Crítica: Obra – Mostra de SP

38ª Mostra Internacional de Cinema de São Paulo #42

Obra 2

A janela de projeção se abre. Lentamente, a cordilheira de arranha-céus de São Paulo passa a revelar-se em meio à nuvem de fumaça que a envolve. O som é de britadeiras duelando contra a resistência dura do concreto. Quando o título de Obra aparece na tela, nós já sabemos que a metrópole está no cerne de suas discussões.

Refletindo, mais especificamente, a herança maldita sobre a qual as grandes cidades foram construídas – e, paralelamente, a culpa que carregamos pelos erros de nossos antepassados -, o longa-metragem de estreia do curtametragista Gregório Graziosi prefere discursar através de sua imagética, abdicando da exposição gratuita e, infelizmente, decepcionando os espectadores mal acostumados a apegar-se mais ao que ouvem do que ao que vêem na tela.

Escrito a seis mãos por Graziosi e os co-roteiristas Paolo Gregori e José Menezes, o roteiro gira em torno do arquiteto João Carlos (Santos), que um dia descobre uma vala cheia de ossadas soterradas sob uma igreja antiga que está encarregado de reconstruir. Atormentado pela visão daqueles restos mortais, o sujeito decide investigar quem foram aquelas pessoas, comprando briga com um de seus mestres de obras (Andrade), que parece guardar um profundo ressentimento de sua família e especialmente de seu avô. Enquanto isso, os problemas de coluna de João começam a se intensificar e sua esposa (Peploe) pode dar a luz a seu primeiro filho a qualquer momento.
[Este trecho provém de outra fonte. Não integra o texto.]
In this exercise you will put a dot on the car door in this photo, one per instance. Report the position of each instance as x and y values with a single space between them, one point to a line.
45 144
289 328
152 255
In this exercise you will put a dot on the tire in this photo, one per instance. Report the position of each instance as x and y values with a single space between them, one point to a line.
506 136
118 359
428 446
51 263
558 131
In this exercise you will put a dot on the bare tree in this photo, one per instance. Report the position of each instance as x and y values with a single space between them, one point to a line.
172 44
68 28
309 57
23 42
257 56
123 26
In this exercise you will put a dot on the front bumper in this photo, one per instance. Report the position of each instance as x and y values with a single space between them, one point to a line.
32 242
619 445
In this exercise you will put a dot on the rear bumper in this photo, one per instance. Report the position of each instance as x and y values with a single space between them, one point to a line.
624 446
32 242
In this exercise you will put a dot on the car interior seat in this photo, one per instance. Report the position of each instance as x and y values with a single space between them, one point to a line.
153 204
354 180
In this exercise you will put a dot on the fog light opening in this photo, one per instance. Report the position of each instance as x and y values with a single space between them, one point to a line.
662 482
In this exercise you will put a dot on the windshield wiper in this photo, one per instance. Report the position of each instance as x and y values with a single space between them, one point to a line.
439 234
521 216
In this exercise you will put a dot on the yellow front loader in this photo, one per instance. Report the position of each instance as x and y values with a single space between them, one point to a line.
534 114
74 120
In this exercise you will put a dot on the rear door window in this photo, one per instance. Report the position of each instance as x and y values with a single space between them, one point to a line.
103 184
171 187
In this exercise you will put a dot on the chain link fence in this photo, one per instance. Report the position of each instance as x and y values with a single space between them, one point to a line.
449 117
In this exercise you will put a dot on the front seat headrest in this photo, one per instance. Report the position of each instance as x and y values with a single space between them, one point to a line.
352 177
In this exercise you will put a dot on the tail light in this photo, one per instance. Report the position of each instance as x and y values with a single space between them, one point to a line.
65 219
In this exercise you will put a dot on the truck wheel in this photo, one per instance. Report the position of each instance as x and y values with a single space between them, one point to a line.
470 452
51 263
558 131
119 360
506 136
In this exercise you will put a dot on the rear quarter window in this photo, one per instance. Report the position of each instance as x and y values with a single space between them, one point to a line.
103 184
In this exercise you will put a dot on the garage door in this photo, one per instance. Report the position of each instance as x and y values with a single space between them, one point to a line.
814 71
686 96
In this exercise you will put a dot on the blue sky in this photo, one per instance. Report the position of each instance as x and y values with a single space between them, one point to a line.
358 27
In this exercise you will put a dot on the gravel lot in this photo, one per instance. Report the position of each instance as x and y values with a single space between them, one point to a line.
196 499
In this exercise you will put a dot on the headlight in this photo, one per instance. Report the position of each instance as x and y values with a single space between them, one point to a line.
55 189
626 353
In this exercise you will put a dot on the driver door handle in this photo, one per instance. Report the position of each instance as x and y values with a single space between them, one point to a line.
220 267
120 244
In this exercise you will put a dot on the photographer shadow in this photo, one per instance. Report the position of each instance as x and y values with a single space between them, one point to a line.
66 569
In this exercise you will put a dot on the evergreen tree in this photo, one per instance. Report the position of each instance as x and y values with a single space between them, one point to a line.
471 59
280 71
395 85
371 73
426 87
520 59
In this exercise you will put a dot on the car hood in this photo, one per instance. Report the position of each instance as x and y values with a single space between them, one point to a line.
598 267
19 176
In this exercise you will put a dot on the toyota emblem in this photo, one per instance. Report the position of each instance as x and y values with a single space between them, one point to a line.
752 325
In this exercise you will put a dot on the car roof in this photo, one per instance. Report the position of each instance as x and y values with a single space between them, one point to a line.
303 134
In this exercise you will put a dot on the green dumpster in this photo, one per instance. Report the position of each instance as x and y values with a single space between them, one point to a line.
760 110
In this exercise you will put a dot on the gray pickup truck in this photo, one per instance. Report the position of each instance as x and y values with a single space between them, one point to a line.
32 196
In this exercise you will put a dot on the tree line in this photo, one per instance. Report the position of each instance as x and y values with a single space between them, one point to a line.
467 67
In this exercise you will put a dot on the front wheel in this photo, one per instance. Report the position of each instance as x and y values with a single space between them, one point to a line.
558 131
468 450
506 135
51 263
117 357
Em meio a dezenas de planos aéreos da cidade de São Paulo com uma profundidade de campo absurda, Graziosi e o diretor de fotografia André S. Brandão enquadram seu protagonista sempre encurralado em corredores espremidos e oprimido por paredes imensas que, parecendo ameaçar esmagá-lo, retratam com perfeição o estado de paranoia no qual o sujeito se encontra. Não é à toa, aliás, que o arquiteto seja constantemente visto em enquadramentos milimetricamente simétricos (como aquele que o centraliza entre duas grades e exatamente ao centro de um automóvel estacionado ao fundo) que revelam a precisão de sua atividade profissional e, consequentemente, de sua maneira de ver e pensar o mundo que o cerca.

Quase expressionista em sua maneira de distorcer a cidade que lhe serve de locação – seja através dos posicionamentos de sua câmera, de lentes grandes-angulares ou mesmo do simples aproveitamento de seus cenários mais tortuosos – (e assim, mais uma vez, representar a confusão mental que submete seu protagonista) e em seus fortes contrastes de chiaroscuro (o plano em que João, em visita ao avô que definha em seu provável leito de morte, é visto mergulhado em sombras em frente a uma cortina branca e em contraluz não é só belíssimo, mas extremamente revelador acerca da natureza do personagem), Obra decepciona apenas em seu terceiro ato, quando Graziosi não consegue decidir direito os rumos que dará à narrativa.

Mas a verdade é que experimentar o espetáculo estético e sensorial promovido pelo cineasta durante a projeção mais do que compensa a experiência. No final das contas, Obra é mais sobre os tormentos que assolam seu protagonista que sobre os conflitos que estes o impedem de resolver; mais sobre semiologia da imagem que sobre construção de arcos dramáticos e diálogos.

Se F.W. Murnau, Fritz Lang e Robert Wiene estivessem vivos, este seria um filme que eles certamente gostariam de ver.

Obra Cartaz

Obra (Idem, Brasil, 2014). Dirigido por Gregório Graziosi. Escrito por Gregório Graziosi, Paolo Gregori e José Menezes. Com Irandhir Santos, Júlio Andrade, Sabrina Greve, Lola Peploe, Marisol Ribeiro e Christiana Ubach.